Over the past 25 years, the formerly close-knit farming community has metamorphosed into a cluster of growth sprawled across more than 33 miles. Despite a handful of local industries and office buildings, most of the community's 81,000 residents work elsewhere, chiefly in the state capital to the south.

Some people feel that living there is enough. But others want to follow the path of Carmel to the west, which has transformed from a bedroom community for Indianapolis into a self-contained city in its own right, though it still remains a suburb.

"Fishers has kind of an identity crisis," Greg Purvis told The Indianapolis Star. Purvis led the push to reorganize the town as a city.

"Is this a bedroom community? Do you want commercial development? What kind of commercial development? There is this struggle to identify ourselves as who we are and who we want to be.

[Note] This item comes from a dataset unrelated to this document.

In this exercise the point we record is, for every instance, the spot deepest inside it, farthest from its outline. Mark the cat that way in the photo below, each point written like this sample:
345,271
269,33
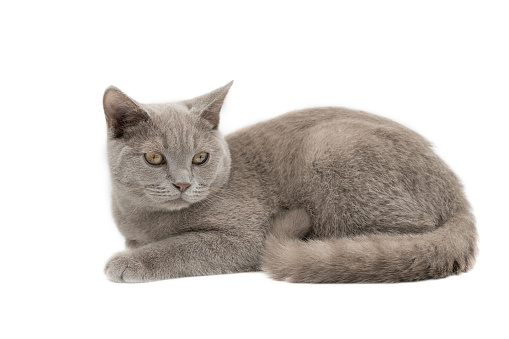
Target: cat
320,195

And that's kind of an unanswered question right now," Purvis said.

Most residents didn't live in Fishers 10 years ago, so this election won't necessarily be predictable based on its predecessors. Besides its first-ever mayor, Fishers will also elect seven members for the new city council and a city clerk.

Tuesday's ballot for city offices contains few Democrats, and all of the mayoral candidates are Republicans. The new municipal government will take over on Jan. 1.

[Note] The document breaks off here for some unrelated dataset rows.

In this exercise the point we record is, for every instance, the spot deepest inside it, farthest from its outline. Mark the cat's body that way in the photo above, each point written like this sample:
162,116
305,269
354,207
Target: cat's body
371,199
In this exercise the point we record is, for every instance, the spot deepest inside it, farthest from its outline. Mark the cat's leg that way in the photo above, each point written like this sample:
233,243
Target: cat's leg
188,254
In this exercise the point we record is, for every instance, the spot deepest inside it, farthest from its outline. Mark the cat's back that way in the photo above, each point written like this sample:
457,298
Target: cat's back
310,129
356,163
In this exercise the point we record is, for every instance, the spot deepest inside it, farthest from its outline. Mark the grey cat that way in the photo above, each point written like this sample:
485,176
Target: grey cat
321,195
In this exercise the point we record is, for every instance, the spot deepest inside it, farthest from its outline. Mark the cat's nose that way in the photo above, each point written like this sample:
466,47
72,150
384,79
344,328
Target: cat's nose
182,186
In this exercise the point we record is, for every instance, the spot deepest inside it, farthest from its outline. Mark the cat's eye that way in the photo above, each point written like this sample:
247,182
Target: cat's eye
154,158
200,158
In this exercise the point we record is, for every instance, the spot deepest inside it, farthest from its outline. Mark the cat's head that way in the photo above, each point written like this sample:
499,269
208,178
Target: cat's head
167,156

"Is it going to lose the feel that most people moved there for? Yes," added, Mike Kraus, a physician. "It clearly is. You can argue that it's good or bad."

His wife, Molly Kraus, says Fishers used to have a "small-town feel."

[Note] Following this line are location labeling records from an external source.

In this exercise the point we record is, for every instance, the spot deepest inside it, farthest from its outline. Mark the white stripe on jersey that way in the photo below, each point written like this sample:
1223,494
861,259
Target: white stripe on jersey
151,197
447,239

"It was safe. It was quiet. It wasn't a bustling city," said Molly Kraus, a businesswoman who moved from Indianapolis in 1993.

Change has already cost part of the town's past. The town council voted in February to demolish the local train station but maintain its platform to make way for a 120-unit mixed-use apartment building.

Molly Kraus' petition to stop the train station demolition received only 534 signatures from residents. She believes the movement to save the railroad station didn't get enough publicity.

Morton Marcus, a retired business professor at Indiana University-Purdue University Indianapolis, said the town has to sustain itself economically before it can become a real city.

"Fishers has to have a diversified economy," said Marcus, former director of the Indiana Business Research Center. "There's no community in Indiana or anywhere else that can support itself without having a mix of commerce — some industrial uses, some commercial uses. They're very important. You can't just do it with rooftops.